What's wrong wiht adding a block.db device later?

Stefan

Am 23.04.20 um 20:34 schrieb Stefan Priebe - Profihost AG:
Hi,
if the OSDs are idle the difference is even more worse:
# ceph tell osd.0 bench
{
      "bytes_written": 1073741824,
      "blocksize": 4194304,
      "elapsed_sec": 15.396707875000001,
      "bytes_per_sec": 69738403.346825853,
      "iops": 16.626931034761871
}
# ceph tell osd.38 bench
{
      "bytes_written": 1073741824,
      "blocksize": 4194304,
      "elapsed_sec": 6.8903985170000004,
      "bytes_per_sec": 155831599.77624846,
      "iops": 37.153148597776521
}
Stefan
Am 23.04.20 um 14:39 schrieb Stefan Priebe - Profihost AG:
Hi,
Am 23.04.20 um 14:06 schrieb Igor Fedotov:
I don't recall any additional tuning to be applied to new DB
volume.
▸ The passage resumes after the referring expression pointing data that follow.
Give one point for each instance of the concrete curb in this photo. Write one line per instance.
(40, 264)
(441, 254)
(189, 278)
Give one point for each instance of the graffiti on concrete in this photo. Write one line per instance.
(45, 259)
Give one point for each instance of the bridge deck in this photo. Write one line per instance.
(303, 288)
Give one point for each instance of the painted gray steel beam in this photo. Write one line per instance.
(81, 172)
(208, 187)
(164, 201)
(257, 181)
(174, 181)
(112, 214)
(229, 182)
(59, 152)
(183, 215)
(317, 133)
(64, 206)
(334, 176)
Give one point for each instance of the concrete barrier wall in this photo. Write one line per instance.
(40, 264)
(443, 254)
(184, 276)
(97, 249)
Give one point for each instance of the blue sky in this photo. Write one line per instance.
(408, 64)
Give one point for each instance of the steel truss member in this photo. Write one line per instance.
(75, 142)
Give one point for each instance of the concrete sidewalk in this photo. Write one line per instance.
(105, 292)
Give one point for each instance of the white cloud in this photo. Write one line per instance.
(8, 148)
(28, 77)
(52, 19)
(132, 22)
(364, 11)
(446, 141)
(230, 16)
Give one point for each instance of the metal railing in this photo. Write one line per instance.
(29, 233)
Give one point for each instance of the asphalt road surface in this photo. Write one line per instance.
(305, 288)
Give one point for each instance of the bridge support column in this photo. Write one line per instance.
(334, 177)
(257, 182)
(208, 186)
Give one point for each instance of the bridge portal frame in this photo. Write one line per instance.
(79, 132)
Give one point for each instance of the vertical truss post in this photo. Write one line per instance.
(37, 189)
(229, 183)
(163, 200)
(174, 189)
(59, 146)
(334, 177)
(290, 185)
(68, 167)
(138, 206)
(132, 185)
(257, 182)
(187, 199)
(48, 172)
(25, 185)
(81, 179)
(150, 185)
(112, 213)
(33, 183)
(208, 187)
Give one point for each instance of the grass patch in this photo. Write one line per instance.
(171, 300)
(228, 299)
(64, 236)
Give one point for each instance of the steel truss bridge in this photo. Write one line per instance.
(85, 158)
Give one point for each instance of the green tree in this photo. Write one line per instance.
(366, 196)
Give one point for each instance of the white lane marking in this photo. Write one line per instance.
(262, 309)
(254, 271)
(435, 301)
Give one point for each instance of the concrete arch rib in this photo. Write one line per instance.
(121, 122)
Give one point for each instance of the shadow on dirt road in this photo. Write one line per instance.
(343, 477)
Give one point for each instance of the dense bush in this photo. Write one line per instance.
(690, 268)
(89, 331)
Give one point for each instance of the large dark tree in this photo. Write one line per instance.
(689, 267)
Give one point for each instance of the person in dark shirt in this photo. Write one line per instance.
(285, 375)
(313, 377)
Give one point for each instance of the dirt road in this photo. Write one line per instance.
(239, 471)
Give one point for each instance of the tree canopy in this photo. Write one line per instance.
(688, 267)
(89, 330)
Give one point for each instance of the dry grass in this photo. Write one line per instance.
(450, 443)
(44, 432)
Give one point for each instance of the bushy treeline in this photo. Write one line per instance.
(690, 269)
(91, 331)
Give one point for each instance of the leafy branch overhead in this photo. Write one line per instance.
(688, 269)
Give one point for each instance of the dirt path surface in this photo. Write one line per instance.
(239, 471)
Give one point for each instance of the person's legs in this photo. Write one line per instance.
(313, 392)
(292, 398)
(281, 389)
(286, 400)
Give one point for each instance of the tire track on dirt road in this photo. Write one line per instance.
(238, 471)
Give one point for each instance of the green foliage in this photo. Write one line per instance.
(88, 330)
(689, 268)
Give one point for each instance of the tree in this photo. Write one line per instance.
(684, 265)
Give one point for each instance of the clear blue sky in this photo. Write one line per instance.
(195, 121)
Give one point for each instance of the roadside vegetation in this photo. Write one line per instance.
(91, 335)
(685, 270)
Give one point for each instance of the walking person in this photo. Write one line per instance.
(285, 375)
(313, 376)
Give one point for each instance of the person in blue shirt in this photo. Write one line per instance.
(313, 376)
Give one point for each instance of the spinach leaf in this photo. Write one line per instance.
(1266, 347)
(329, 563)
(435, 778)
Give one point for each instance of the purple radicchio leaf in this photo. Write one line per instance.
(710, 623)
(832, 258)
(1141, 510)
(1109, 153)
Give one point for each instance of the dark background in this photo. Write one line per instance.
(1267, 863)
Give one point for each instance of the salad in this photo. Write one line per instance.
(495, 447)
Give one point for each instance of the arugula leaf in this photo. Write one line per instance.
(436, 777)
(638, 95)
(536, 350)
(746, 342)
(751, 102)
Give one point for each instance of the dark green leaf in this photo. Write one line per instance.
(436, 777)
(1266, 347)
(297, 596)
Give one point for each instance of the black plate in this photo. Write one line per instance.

And assume the hardware is pretty the same...

Do you still have any significant amount of data spilled over
for these updated OSDs? If not I don't have any valid
explanation for the phenomena.
just the 64k from here:
https://tracker.ceph.com/issues/44509

You might want to try "ceph osd bench" to compare OSDs under
pretty the same load. Any difference observed
Servers are the same HW. OSD Bench is:
# ceph tell osd.0 bench
{
       "bytes_written": 1073741824,
       "blocksize": 4194304,
       "elapsed_sec": 16.091414781000001,
       "bytes_per_sec": 66727620.822242722,
       "iops": 15.909104543266945
}

# ceph tell osd.36 bench
{
       "bytes_written": 1073741824,
       "blocksize": 4194304,
       "elapsed_sec": 10.023828538,
       "bytes_per_sec": 107118933.6419194,
       "iops": 25.539143953780986
}


OSD 0 is a Toshiba MG07SCA12TA SAS 12G
OSD 36 is a Seagate ST12000NM0008-2H SATA 6G

SSDs are all the same like the rest of the HW. But both drives
should give the same performance from their specs. The only other
difference is that OSD 36 was directly created with the block.db
device (Nautilus 14.2.7) and OSD 0 (14.2.8) does not.

Stefan

On 4/23/2020 8:35 AM, Stefan Priebe - Profihost AG wrote:
Hello,

is there anything else needed beside running:
ceph-bluestore-tool --path /var/lib/ceph/osd/ceph-${OSD}
bluefs-bdev-new-db --dev-target /dev/vgroup/lvdb-1

I did so some weeks ago and currently i'm seeing that all osds
originally deployed with --block-db show 10-20% I/O waits while
all those got converted using ceph-bluestore-tool show 80-100%
I/O waits.

Also is there some tuning available to use more of the SSD? The
SSD (block-db) is only saturated at 0-2%.